Friedenberg David A, Bouton Chad E, Annetta Nicholas V, Skomrock Nicholas, Schwemmer Michael, Bockbrader Marcia A, Mysiw W Jerry, Rezai Ali R, Bresler Herbert S, Sharma Gaurav
Annu Int Conf IEEE Eng Med Biol Soc. 2016 Aug;2016:3084-3087. doi: 10.1109/EMBC.2016.7591381.
Recent advances in Brain Computer Interfaces (BCIs) have created hope that one day paralyzed patients will be able to regain control of their paralyzed limbs. As part of an ongoing clinical study, we have implanted a 96-electrode Utah array in the motor cortex of a paralyzed human. The array generates almost 3 million data points from the brain every second. This presents several big data challenges towards developing algorithms that should not only process the data in real-time (for the BCI to be responsive) but are also robust to temporal variations and non-stationarities in the sensor data. We demonstrate an algorithmic approach to analyze such data and present a novel method to evaluate such algorithms. We present our methodology with examples of decoding human brain data in real-time to inform a BCI.

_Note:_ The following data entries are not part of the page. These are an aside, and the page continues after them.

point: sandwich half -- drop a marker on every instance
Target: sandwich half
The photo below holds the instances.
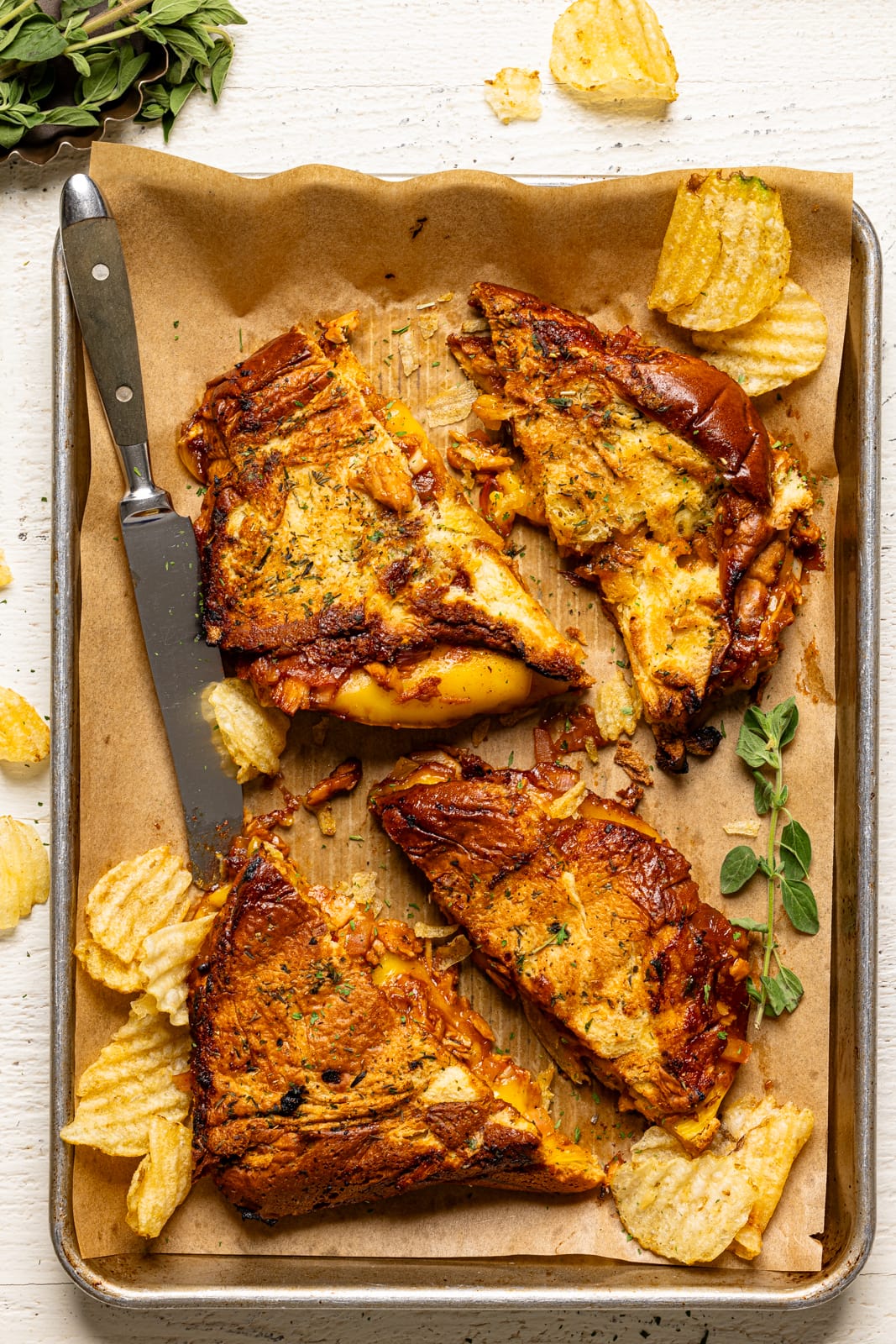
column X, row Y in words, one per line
column 342, row 566
column 656, row 476
column 333, row 1062
column 593, row 920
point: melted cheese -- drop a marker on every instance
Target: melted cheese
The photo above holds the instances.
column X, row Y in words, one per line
column 466, row 683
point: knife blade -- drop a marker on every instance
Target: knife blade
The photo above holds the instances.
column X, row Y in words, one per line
column 160, row 543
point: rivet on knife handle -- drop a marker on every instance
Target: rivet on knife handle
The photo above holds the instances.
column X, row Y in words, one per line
column 98, row 281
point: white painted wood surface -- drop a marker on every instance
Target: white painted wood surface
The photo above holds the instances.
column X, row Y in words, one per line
column 394, row 87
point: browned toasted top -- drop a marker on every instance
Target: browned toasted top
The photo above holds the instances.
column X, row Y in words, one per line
column 654, row 475
column 316, row 1085
column 689, row 396
column 593, row 917
column 332, row 534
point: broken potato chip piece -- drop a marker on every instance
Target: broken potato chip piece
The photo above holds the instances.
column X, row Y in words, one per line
column 134, row 898
column 614, row 50
column 167, row 960
column 110, row 971
column 515, row 94
column 163, row 1179
column 617, row 709
column 694, row 1209
column 254, row 736
column 726, row 253
column 24, row 737
column 782, row 343
column 130, row 1082
column 452, row 407
column 24, row 871
column 768, row 1137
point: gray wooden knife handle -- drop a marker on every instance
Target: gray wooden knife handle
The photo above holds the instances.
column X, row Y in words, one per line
column 98, row 282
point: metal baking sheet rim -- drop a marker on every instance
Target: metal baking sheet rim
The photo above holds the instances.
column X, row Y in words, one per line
column 165, row 1281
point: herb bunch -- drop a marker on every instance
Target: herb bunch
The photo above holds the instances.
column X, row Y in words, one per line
column 63, row 71
column 785, row 864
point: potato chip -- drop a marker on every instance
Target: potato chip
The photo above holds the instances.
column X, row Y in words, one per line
column 24, row 871
column 167, row 960
column 253, row 734
column 130, row 1082
column 102, row 965
column 687, row 1209
column 136, row 898
column 163, row 1179
column 614, row 50
column 785, row 342
column 617, row 709
column 768, row 1139
column 429, row 324
column 453, row 405
column 723, row 259
column 407, row 353
column 24, row 737
column 515, row 94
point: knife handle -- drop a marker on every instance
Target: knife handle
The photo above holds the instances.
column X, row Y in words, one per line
column 101, row 293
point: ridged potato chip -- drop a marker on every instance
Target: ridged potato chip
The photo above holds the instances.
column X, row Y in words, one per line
column 136, row 898
column 515, row 94
column 253, row 734
column 24, row 871
column 614, row 50
column 167, row 960
column 694, row 1209
column 130, row 1082
column 24, row 737
column 687, row 1209
column 102, row 965
column 726, row 253
column 785, row 342
column 163, row 1179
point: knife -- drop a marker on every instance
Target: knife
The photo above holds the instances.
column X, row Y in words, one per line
column 160, row 543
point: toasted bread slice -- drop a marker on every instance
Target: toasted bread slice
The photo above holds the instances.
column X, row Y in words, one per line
column 580, row 907
column 654, row 475
column 342, row 564
column 333, row 1063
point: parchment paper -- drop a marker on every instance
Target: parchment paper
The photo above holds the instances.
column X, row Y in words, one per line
column 217, row 265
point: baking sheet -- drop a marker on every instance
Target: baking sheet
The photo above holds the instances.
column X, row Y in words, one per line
column 231, row 262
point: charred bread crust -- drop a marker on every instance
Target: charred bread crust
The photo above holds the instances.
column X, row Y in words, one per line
column 313, row 1088
column 499, row 864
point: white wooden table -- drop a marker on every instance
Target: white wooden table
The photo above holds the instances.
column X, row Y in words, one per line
column 394, row 87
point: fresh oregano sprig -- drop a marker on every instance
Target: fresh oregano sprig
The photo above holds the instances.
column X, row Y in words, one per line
column 42, row 57
column 785, row 864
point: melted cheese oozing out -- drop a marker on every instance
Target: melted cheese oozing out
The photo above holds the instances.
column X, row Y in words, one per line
column 506, row 1086
column 477, row 682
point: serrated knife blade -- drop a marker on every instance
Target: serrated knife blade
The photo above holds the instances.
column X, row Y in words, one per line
column 160, row 543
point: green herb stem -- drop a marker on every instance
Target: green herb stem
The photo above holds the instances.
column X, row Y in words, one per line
column 102, row 37
column 121, row 11
column 768, row 937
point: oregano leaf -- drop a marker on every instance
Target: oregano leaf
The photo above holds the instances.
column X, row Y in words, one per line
column 738, row 869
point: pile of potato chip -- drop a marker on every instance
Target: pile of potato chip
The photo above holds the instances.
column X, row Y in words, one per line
column 24, row 867
column 694, row 1209
column 134, row 1101
column 723, row 273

脑机接口(BCIs)的最新进展带来了这样的希望:有朝一日瘫痪患者将能够重新控制他们瘫痪的肢体。作为一项正在进行的临床研究的一部分,我们在一名瘫痪患者的运动皮层中植入了一个96电极的犹他阵列。该阵列每秒从大脑生成近300万个数据点。这给开发算法带来了几个大数据挑战,这些算法不仅要实时处理数据(以使脑机接口具有响应性),而且还要对传感器数据中的时间变化和非平稳性具有鲁棒性。我们展示了一种分析此类数据的算法方法,并提出了一种评估此类算法的新方法。我们通过实时解码人脑数据以用于脑机接口的示例来展示我们的方法。